When you gaze into the abyss...
Let’s Play the Blame Game: The Civilian Casualties Edition

A mass of secret military communications was leaked via the whistle-blowing site Wikileaks. While trying to handle the story, Obama said “these documents don’t reveal any issues that haven’t already informed our public debate on Afghanistan.” Even is that is true the big problem has been that there really hasn’t been a robust public debate on the Afghan war in a long time, even since “The Runaway General” was published in late June. While responding to the article, most of the media spent their time focusing on the less-than-complimentary things McCrystal’s aids said about the civilian side of the counter insurgency strategy, instead of the fact that the strategy we are using in the war in Afghanistan is pretty much futile. I hoped that the leaked documents might focus our attention more on the war and how it is not working.
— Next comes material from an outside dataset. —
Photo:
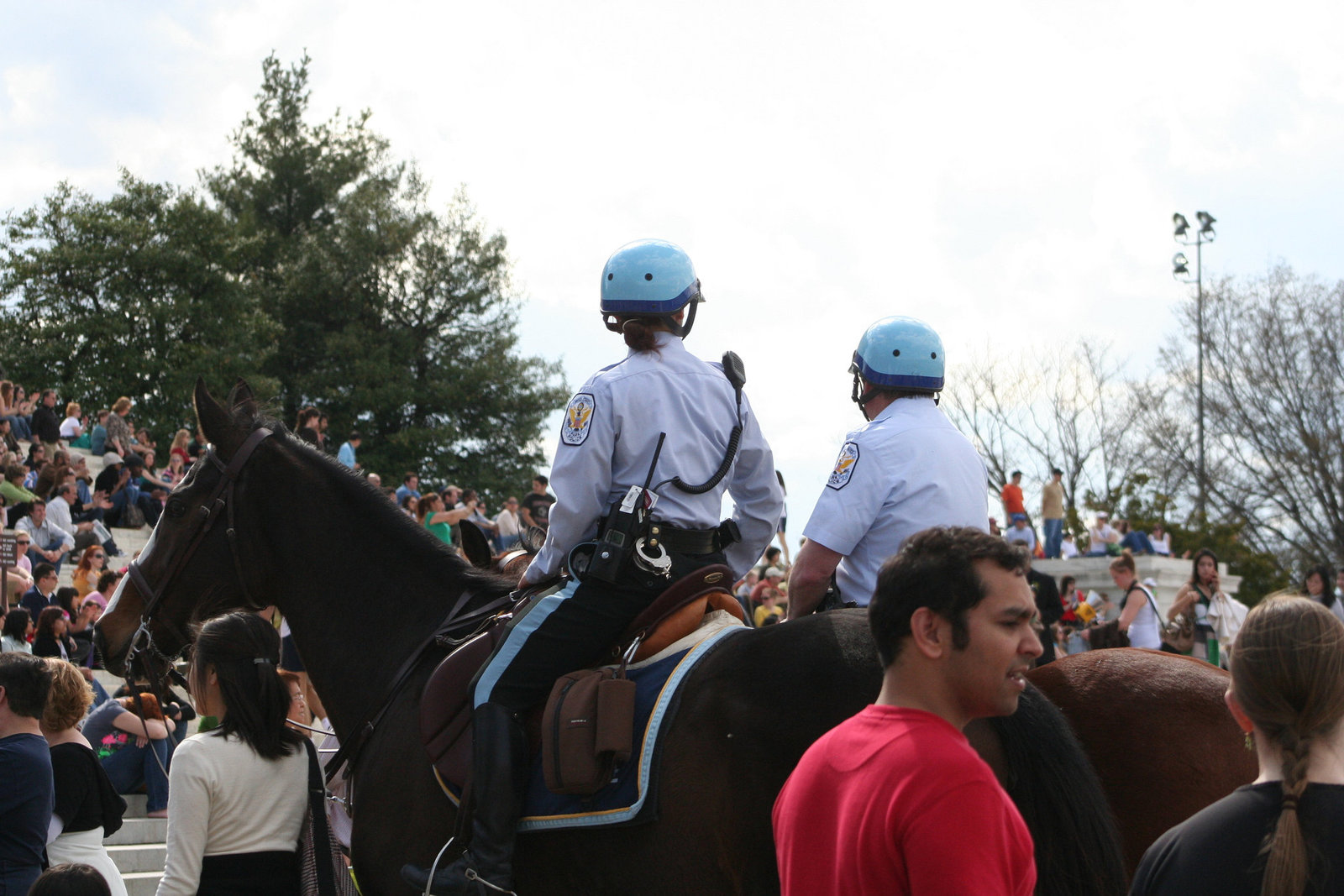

Here’s the basic problem, as was indicated in the Rolling Stone article: our army isn’t really set up for counter insurgency. The article and the documents released by Wikileaks show that we are killing far too many civilians to win the hearts and mind of the Afghan people.

Our army is built to have a shoot first and ask questions later strategy. Add in spotty intelligence and drone strikes and it becomes easy to see why we have so many civilian casualties. The supposed point of our war in Afghanistan is to combat terrorism by winning the hearts and minds of the Afghan people. It’s hard to win the heart and mind of a boy after you killed his mother in a poorly executed drone strike. But we can’t really place all the blame for civilian casualties at the foot of the soldier pulling the trigger or pressing the button. This easy kill strategy makes sense. If you are in a place where it is hard to distinguish friend from foe, survival—your own or that of your fellow soldiers—becomes about shooting first. Americans can’t even trust the Afghan soldiers they helped train. Even with the best aim, the best intelligence, and the best allies we couldn’t avoid all civilian casualties. In war, people die. So then, who is to blame for the deaths of so many civilians?

We can try to blame Bush who sent the soldiers there, or Obama who sent more there, or the congress too chicken-shit to use the power of the purse to bring the troops home. But we voted them in. We, the people of the United States, didn’t do our homework, didn’t care, or didn’t put enough pressure on our elected officials to make decisions that would end the futile land war in Afghanistan. Most of us who don’t have a brother, son, sister, or mother with boots on the ground have tuned out and forgotten about the war. So in the end, it is we who are responsible for the civilian casualties.

Here’s the kicker: all those civilian deaths will, if we continue our strategies, lead to more war and more of our soldiers dying. When we kill a civilian over there, we spawn more terrorists. We make the population more susceptible to the extremist and their view that this is a war between the West and the entirely of Islam. More terrorists mean more attacks. So unless we, the civilians, step up and protect our soldiers from the ignorance, greed, ambition, or whatever it is that spurred our politicians to continue this war in Afghanistan—and start the in Iraq—then all we can do is sit back and watch as we send another generation of our young men and women into the meat grinder that is the Middle East.